Corrupt FFS Partitions


If you have a system crash while writing to disk, the disk is considered dirty. It's in a kind of limbo: The operating system has requested that information be written to disk, but the data is not yet completely written out. Part of the data block may have been written, the inode might have been edited but the data not written, or any combination of the two. You need to identify and resolve these inconsistencies before the system will let you mount a disk read-write. OpenBSD includes a powerful FFS checking tool, fsck(8).

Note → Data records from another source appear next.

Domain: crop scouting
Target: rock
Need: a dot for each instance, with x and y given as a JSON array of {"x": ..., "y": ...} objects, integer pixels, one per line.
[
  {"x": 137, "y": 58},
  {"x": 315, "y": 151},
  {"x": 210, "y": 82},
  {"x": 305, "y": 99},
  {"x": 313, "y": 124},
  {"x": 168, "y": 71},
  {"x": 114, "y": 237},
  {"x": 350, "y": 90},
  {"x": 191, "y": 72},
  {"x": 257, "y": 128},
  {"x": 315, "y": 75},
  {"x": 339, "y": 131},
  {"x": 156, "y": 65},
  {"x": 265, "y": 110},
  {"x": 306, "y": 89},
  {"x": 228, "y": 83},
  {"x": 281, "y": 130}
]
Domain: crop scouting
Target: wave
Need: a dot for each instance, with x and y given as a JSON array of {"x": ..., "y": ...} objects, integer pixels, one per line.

When a rebooting system finds a dirty disk partition, it automatically checks the disk and tries to clean everything up. Any data that was not written to the disk before the failure is lost, of course, but fsck does its best to clean up the data that remains. If successful, everything should be right where you left it - except for that unwritten data.

Failed Automatic Fscks

Occasionally a reboot will fail, and you'll be left staring at a single-user prompt asking you to run fsck manually. At this point, you have a few choices: run fsck, run fsck in automatic mode, backing up the damaged partition, or debugging the file system.

Running Fsck

If you enter "fsck", fsck will check every block and inode on the disk. It will probably find any number of blocks that have become disassociated from their inodes and will make a good guess as to how they fit together and how they should be attached. This can take quite a while on the huge disks that are so common these days.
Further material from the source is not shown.